Around 15 days ago I wanted to try and upload a 360 video to be used. The upload seems to have gone well, but seems to be stuck in processing map data.
@balys Yeah, initially I assumed it to be a matter of images per sequence too. But, my latest uploads tend to suggest that it has not much to do with it specifically. Some of my latest 13k~15k sequences completed before some 7k sequences. However, other ca. 6k sequences just won’t budge. So, many of my latest sequences are also stuck for over a week now for no apparent reason. Is there anything contributors can do to unstuck sequence processing except for deleting an image?
I am going to try to upload my intersecting sequences one‑by‑one, that is only upload the next intersecting sequence after the previous has finished processing.
I am not sure this helped. Looks like it may also be connected to overall processing load? I wish we had at least some hint as to how to work around this issue, @balys.
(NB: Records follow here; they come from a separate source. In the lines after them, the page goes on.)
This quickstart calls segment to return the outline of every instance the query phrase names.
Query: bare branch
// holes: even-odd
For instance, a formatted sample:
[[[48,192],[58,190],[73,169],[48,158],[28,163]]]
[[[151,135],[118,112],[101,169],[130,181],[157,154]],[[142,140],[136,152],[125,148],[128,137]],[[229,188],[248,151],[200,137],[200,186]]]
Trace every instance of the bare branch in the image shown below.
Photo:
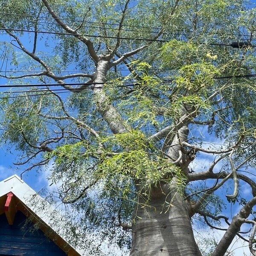
[[[176,9],[176,8],[178,5],[179,2],[180,2],[180,0],[176,0],[176,1],[175,1],[172,10],[170,13],[169,17],[166,19],[166,22],[167,22],[167,21],[168,21],[169,18],[174,14],[174,12]],[[158,33],[154,37],[152,38],[152,41],[149,42],[147,44],[144,44],[144,45],[139,47],[138,48],[137,48],[137,49],[133,50],[132,51],[131,51],[130,52],[128,52],[124,53],[118,59],[114,61],[113,61],[111,63],[111,66],[113,67],[114,66],[116,66],[118,64],[121,63],[121,62],[122,62],[122,61],[123,61],[127,58],[132,56],[134,54],[136,54],[136,53],[138,53],[140,52],[141,52],[141,51],[142,51],[142,50],[144,49],[145,48],[148,47],[151,44],[152,44],[152,43],[154,41],[156,40],[158,38],[159,38],[159,37],[162,35],[164,31],[164,28],[165,28],[164,25],[163,26],[163,28],[158,32]]]
[[[255,243],[254,237],[255,236],[255,233],[256,233],[256,221],[247,219],[244,219],[243,221],[244,222],[246,223],[250,223],[253,225],[253,230],[249,240],[249,248],[252,254],[254,256],[256,256],[256,251],[253,248],[253,244]]]
[[[124,8],[124,9],[122,11],[121,20],[120,21],[119,26],[118,27],[118,32],[117,32],[117,35],[116,35],[116,38],[117,38],[117,39],[116,39],[116,44],[115,47],[110,52],[110,58],[111,58],[113,57],[113,56],[114,56],[114,55],[116,53],[116,50],[118,49],[118,47],[120,46],[120,36],[121,35],[121,29],[122,28],[124,20],[125,20],[125,12],[126,12],[127,8],[128,8],[128,5],[129,4],[130,1],[130,0],[126,0],[125,4],[125,7]]]
[[[248,201],[232,219],[230,226],[215,248],[212,256],[224,256],[227,248],[240,230],[244,219],[250,215],[253,207],[256,204],[256,197]]]
[[[234,150],[235,148],[233,148],[229,156],[230,162],[230,166],[232,170],[232,174],[233,175],[233,179],[234,180],[234,183],[235,183],[234,193],[233,193],[233,195],[227,195],[226,196],[227,198],[230,199],[235,198],[237,196],[237,194],[238,193],[239,183],[238,179],[237,178],[237,174],[236,173],[236,170],[237,169],[236,169],[236,167],[235,167],[234,162],[233,162],[233,160],[232,159],[232,155],[234,153]]]
[[[197,150],[198,151],[201,151],[202,152],[204,152],[204,153],[207,153],[209,154],[224,154],[224,153],[228,153],[229,152],[230,152],[233,149],[233,147],[231,147],[231,148],[227,148],[227,149],[223,149],[223,150],[211,150],[209,149],[206,149],[205,148],[199,148],[198,147],[197,147],[196,146],[194,146],[191,144],[184,141],[182,143],[182,144],[190,148],[192,148],[195,150]]]
[[[45,5],[46,8],[47,9],[49,13],[53,17],[56,22],[63,28],[68,33],[70,33],[70,34],[73,35],[74,36],[77,38],[82,42],[84,43],[88,49],[88,51],[90,56],[96,62],[97,62],[99,61],[99,57],[93,48],[93,44],[89,39],[89,38],[81,35],[79,34],[74,29],[73,29],[63,22],[61,19],[58,15],[53,11],[49,3],[47,0],[42,0],[43,2]]]

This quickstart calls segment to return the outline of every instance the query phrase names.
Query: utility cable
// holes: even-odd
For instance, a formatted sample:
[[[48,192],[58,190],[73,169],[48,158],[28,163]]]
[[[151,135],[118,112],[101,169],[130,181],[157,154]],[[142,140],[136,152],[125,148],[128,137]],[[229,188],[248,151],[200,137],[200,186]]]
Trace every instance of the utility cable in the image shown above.
[[[41,31],[39,30],[29,30],[28,29],[6,29],[5,28],[0,28],[0,30],[8,30],[10,31],[17,31],[20,32],[28,32],[29,33],[38,33],[41,34],[47,34],[51,35],[75,35],[76,36],[85,36],[88,37],[93,37],[95,38],[111,38],[115,39],[124,39],[127,40],[136,40],[136,41],[146,41],[149,42],[161,42],[164,43],[169,42],[170,40],[162,40],[162,39],[150,39],[147,38],[128,38],[128,37],[116,37],[116,36],[103,36],[100,35],[81,35],[79,34],[72,34],[70,33],[66,33],[64,32],[49,32],[48,31]],[[240,47],[239,44],[241,44],[243,45],[241,47]],[[216,45],[216,46],[230,46],[233,47],[234,48],[244,48],[245,46],[245,45],[247,44],[247,42],[239,42],[238,43],[233,42],[231,44],[216,44],[216,43],[200,43],[199,44],[205,44],[207,45]],[[236,47],[235,46],[236,46],[238,44],[239,47]],[[249,43],[248,43],[249,44]],[[249,46],[249,45],[248,45]],[[250,47],[256,47],[256,45],[249,45]]]
[[[35,19],[39,19],[39,18],[42,18],[42,19],[44,19],[46,20],[55,20],[55,19],[52,17],[43,17],[42,16],[35,16],[32,15],[29,15],[28,14],[17,14],[17,13],[12,13],[11,12],[0,12],[0,14],[8,14],[8,15],[15,15],[15,16],[23,16],[23,17],[32,17],[33,18],[35,18]],[[82,22],[84,22],[84,23],[96,23],[96,24],[105,24],[105,25],[111,25],[111,26],[119,26],[119,23],[107,23],[107,22],[97,22],[97,21],[86,21],[86,20],[74,20],[74,19],[65,19],[65,18],[62,18],[62,20],[64,20],[66,21],[74,21],[75,22],[80,22],[80,23],[82,23]],[[56,23],[55,23],[56,24]],[[68,24],[66,24],[66,25],[69,25]],[[72,25],[72,24],[71,24]],[[138,26],[138,25],[128,25],[128,24],[123,24],[122,25],[122,26],[124,26],[124,27],[134,27],[134,28],[144,28],[144,29],[161,29],[161,28],[160,27],[149,27],[149,26]],[[176,30],[177,31],[181,31],[181,32],[187,32],[189,33],[194,33],[195,32],[195,31],[193,31],[193,30],[186,30],[184,29],[176,29]],[[204,32],[204,31],[196,31],[195,32],[198,32],[199,33],[201,33],[203,32],[204,33],[206,33],[206,34],[218,34],[218,35],[236,35],[236,36],[248,36],[248,37],[250,37],[250,35],[241,35],[240,34],[231,34],[231,33],[221,33],[221,32],[209,32],[209,31],[206,31],[206,32]]]
[[[234,69],[238,69],[238,68],[242,68],[245,69],[256,69],[256,66],[243,66],[243,67],[229,67],[230,68],[234,68]],[[111,71],[111,70],[110,70],[110,71]],[[161,68],[150,68],[149,69],[150,70],[158,70],[160,71],[164,71],[165,70],[179,70],[177,68],[164,68],[163,70],[161,70]],[[49,72],[96,72],[96,71],[105,71],[103,70],[49,70]],[[114,71],[113,70],[112,71]],[[116,71],[128,71],[128,68],[126,69],[116,69]],[[0,71],[0,73],[34,73],[34,72],[38,72],[41,73],[44,72],[47,72],[47,70],[4,70],[4,71]]]

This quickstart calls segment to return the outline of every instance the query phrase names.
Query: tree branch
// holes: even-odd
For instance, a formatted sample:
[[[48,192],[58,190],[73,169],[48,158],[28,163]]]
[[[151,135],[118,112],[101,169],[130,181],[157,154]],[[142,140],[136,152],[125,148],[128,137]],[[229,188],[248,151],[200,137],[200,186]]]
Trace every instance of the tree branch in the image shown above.
[[[45,5],[50,14],[52,15],[52,17],[55,19],[56,22],[68,33],[74,35],[74,36],[83,42],[83,43],[84,43],[87,47],[88,51],[90,56],[96,63],[98,62],[99,61],[99,56],[94,51],[93,44],[90,39],[80,35],[77,31],[71,28],[64,23],[61,19],[54,12],[54,11],[53,11],[47,0],[42,0],[42,1],[43,1],[43,2]]]

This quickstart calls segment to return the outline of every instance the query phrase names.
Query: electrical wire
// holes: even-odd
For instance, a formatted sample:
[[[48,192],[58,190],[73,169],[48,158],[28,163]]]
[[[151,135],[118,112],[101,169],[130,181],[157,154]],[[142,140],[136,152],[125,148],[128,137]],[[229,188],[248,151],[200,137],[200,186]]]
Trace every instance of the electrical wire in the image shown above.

Fewer image count sequences are not really a solution either because they can get stuck too.
Apologies for taking a while to respond. Thanks for taking the time to evaluate and highlighting that you see shorter sequences getting stuck too. I’ve created a ticket for this to be looked into. The upside is, if there’s some systematic issue, all of the stuck uploads can get reprocessed.
Many of the features (like viewing/sharing and often image segmentation) are still available even if the upload is stuck.
I have not been able to determine a specific number and I also do not think that there is a fixed threshold above which sequence processing gets stuck. It seems to be a widely dynamic thing.
That’s right! However, I am particularly interested in traffic sign and point feature map layers, and these require reconstruction to complete. And, I do fully understand that some things are not easy or trivial to solve but require more time to truly get resolved. From what I understand, sequence processing completion depends on some non‑deterministic component. Thus, it would be nice if we would either have a workaround or some sort of mechanism for contributors to tap a stuck sequence, say like no sooner than 72 hours after upload. @nikola Would this make sense? Would such functionality be something that could potentially be easily added to the feed?
Sadly, I have to admit that I am sort of fed up with the current situation where for no apparent reason some sequences complete processing while others do not. I have tried multiple things, like splitting sequences and uploading again, or atomic uploads of intersecting sequences. It turns out that sequence image count definitely does not have much of an impact on sequence processing success because sometimes 19k count sequences finish processing nicely while 4k count sequences get stuck or vice versa. Additionally, sequences that are in fact absolutely fine and have been at least ingested before, are now rejected as Failed.
What seems to work as a workaround for densely captured sequences is splitting them into low count interleaved sequences. These are sequences that are more sparse but still cover and are made of an original single sequence. However, this is only an ugly mitigation strategy because this breaks neat dataset grouping and causes more work for contributors (it is quite laborious to upload).
@balys Splitting sequences into interleaved sub‑sequences seems to work as a workaround for now. One side effect of this however is that the distance stats for what was before covered by one sequence, now multiply with the interleaving factor. But anyhow, I do not think that this is how it should work from a contributor’s perspective. There should be no limit on image count per sequence, neither a soft limit due to any processing step nor a hard limit enforced by the uploading tool or the server.
Since it looks like reconstruction happens in sectors, why don’t you create multiple safe sized sets from random images per sector, than trying to process things per sequence when these may hit RAM or other limits? Reconstructing chronologically sorted sequences does not necessarily increase chances for overlap.
I already posted it in the old “Current processing delay” chat, but that one was (incorrectly) marked as “solved”, so maybe it should be mentioned here, too:
There are problems again, this time only with API requests. I don’t see new data anymore, for 2025-08-28 and newer.